Çok masumdu ve böyle rica eder gibi hali vardı. Aman nolucak sanki. Konuşuruz alt tarafı.
"Peki. 0533*******. Sen mesaj atarsan ben seni kaydederim. Hadi görüşürüz"
Yürümeye başladım. Eve geldiğimde hâlâ gülümsediğimi fark ettim. O sırada telefona mesaj geldi ve o olduğunu düşünerek gülümsemem yayıldı.
Kimden: 0539*******
17:25: Selam :))
Ayy hemen de mesaj attı. Kaydediyim bari.
Kime: Barış :)
17:27: Selam :)
Telefonu kanepenin üstüne koyup kendime pizza sipariş ettim. Pizza gelene kadar hemen bi duş alıp üstümü giyindim. Kapı çaldı. Pizzayı alıp parayı ödedim. Daha sonra telefonumu açtım.
5 yeni mesaj.
Keşke hepsi Barış tan olsa. Ne diyorum ben ya. Daha yeni tanıştık.
Kimden: Tosbiş
18:43:Napıyosun?
18:45:Cevap versen keşke.
18:59Başka zaman olsa elinden düşürmezsin.

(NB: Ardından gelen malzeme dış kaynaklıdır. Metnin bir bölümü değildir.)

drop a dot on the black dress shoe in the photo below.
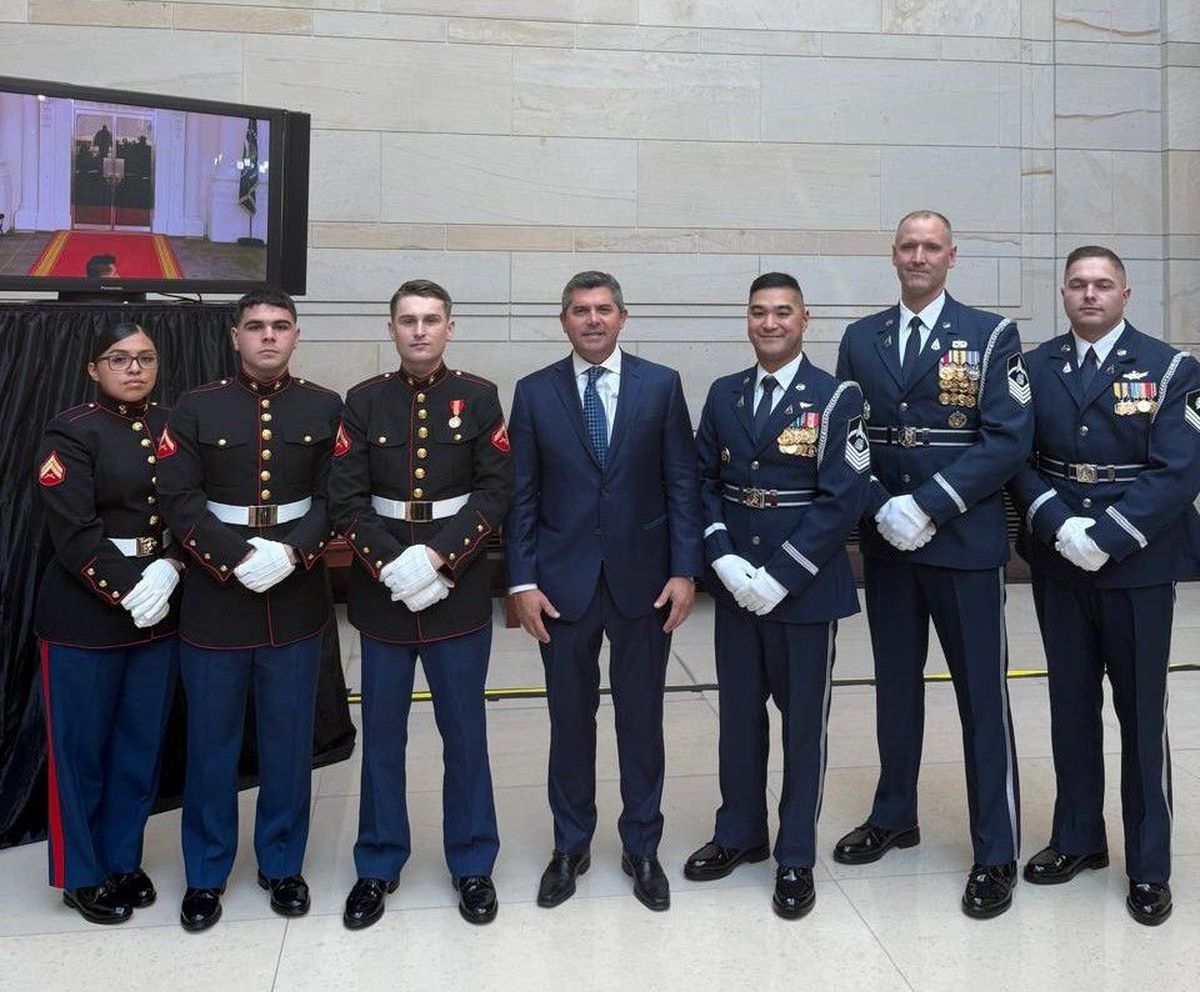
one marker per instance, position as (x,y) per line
(651,883)
(1149,902)
(1050,866)
(795,894)
(201,908)
(133,888)
(289,896)
(477,899)
(989,890)
(558,881)
(869,842)
(99,903)
(715,861)
(364,905)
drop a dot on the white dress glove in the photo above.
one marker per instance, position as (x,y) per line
(733,571)
(150,599)
(762,594)
(425,597)
(904,524)
(408,572)
(267,566)
(1077,547)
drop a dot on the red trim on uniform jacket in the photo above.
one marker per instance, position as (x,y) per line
(58,855)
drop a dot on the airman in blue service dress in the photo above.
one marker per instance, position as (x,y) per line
(423,462)
(949,434)
(107,683)
(784,499)
(240,461)
(1122,450)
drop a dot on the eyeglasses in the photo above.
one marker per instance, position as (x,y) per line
(121,361)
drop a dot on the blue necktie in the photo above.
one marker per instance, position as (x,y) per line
(762,413)
(594,418)
(911,349)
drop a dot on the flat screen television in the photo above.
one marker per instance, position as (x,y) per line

Eveet Ada yine döktürmüş. Neyse onu ararım az sonra.
Kimden: Barış :)
17:30: Naber?
17:50: Sabahki sakarlığım için tekrar özür dilerim
Kime:Barış :)
19:30: iyiyim senden naber :)
19:30: Önemli değil ya takma bu kadar :)
Yapılan Arama : Tosbiş
Ada'yı aradım, naber napıyosun faslından sonra kumsalın ordaki babil kafede buluşma ayarladık. Bana Melis'i çağırmak kaldı tabi. Barışsınlar da başka bişey istemem. Sonuçta ayrılmaz üçlüyüz biz. Birden aklıma Barış geldi ve Ada'yı arayıp Barışı da davet edebilir miyim diye sordum. Ada ilk başka mırın kırın etsede tanışmak için kabul etti. Bende Barışa mesaj attım.
Kime: Barış :)
Barış yarım saat sonra babil kafede buluşuyoruz. Yani kızlarla. İstersen arkadaşlarını çağırıp gel.
Birkaç dakika sonra mesaj geldi.
Kimden : Barış :)
Tamamdır.
Melisi de arayıp ikna ettim. Üstüme beyaz bol bi t-shirt altıma da kot mavisi bi şört giydim kahverengi sandaletlerimi de giyince hazır oldum. O sırada kapı çaldı.